Mereka berhasil mencapai produksi skala industri berkelanjutan dari benang meta-struktur basal fleksibel, ramah kulit, dan komposit organik-anorganik multi-level (Metayarn).
-
Kekuatan Metayarn yang dihasilkan meningkat sebesar 27,76% dibandingkan dengan filamen basal asli.
-
Torsi sisa benang berkurang secara signifikan dibandingkan dengan benang komersial lainnya, sehingga memungkinkan untuk dirajut atau ditenun langsung menjadi produk Metayarn yang ramah kulit dan fleksibel.

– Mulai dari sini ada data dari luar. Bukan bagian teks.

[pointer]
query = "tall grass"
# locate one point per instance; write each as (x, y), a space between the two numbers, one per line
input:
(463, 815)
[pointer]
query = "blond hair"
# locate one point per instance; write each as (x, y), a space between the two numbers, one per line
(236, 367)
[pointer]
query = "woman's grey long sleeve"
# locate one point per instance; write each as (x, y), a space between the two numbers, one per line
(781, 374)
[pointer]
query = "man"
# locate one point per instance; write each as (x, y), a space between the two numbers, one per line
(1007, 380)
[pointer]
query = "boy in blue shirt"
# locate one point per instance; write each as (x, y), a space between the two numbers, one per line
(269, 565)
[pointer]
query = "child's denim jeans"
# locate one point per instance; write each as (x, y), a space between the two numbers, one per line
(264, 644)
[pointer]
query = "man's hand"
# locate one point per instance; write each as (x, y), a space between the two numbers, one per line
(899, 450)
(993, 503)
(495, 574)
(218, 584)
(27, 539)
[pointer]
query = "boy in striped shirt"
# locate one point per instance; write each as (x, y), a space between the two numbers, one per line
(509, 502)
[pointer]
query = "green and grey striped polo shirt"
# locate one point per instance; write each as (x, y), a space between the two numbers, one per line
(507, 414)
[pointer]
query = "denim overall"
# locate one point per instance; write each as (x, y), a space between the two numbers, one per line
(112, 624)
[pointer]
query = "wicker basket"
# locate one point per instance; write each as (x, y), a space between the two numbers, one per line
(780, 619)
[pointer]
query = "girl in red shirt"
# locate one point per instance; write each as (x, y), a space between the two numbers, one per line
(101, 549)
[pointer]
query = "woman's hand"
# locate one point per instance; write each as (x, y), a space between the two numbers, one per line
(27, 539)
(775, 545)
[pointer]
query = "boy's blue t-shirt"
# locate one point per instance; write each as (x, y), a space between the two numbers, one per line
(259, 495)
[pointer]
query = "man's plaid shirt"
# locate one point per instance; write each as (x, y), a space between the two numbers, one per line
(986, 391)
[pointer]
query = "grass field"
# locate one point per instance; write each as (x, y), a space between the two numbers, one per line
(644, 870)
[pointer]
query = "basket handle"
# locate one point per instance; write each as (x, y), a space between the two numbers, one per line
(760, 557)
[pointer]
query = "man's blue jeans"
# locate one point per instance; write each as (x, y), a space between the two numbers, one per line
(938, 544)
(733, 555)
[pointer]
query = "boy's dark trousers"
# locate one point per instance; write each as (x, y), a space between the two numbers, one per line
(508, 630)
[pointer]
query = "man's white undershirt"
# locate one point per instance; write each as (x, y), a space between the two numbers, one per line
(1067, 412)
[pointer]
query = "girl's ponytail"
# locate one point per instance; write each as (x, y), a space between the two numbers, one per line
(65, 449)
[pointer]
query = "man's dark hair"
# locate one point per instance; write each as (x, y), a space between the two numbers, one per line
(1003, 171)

Dalam menghadapi lingkungan kedirgantaraan yang kompleks dan ekstrem, produk Metayarn menunjukkan kemampuan adaptasi lingkungan dan stabilitas struktural yang luar biasa:
-
Kekuatan produk fleksibel tersebut tidak menurun, melainkan malah meningkat., setelah terus-menerus dibilas dengan nitrogen cair pada suhu 200°C, udara panas pada suhu 300°C, dan terpapar radiasi matahari yang kuat dalam waktu lama.
-
Struktur bangunan tersebut tetap utuh setelah hangus terbakar oleh api bersuhu 1300°C.
-
Produk rajutan metayarn memiliki elongasi putus hingga 421%.
-
Mereka mempertahankan ketahanan api dan daya tahan terhadap kebakaran yang sangat baik bahkan di bawah suhu 30 derajat Celcius.%, mewujudkan fungsi terpadu "kenyamanan dan perlindungan."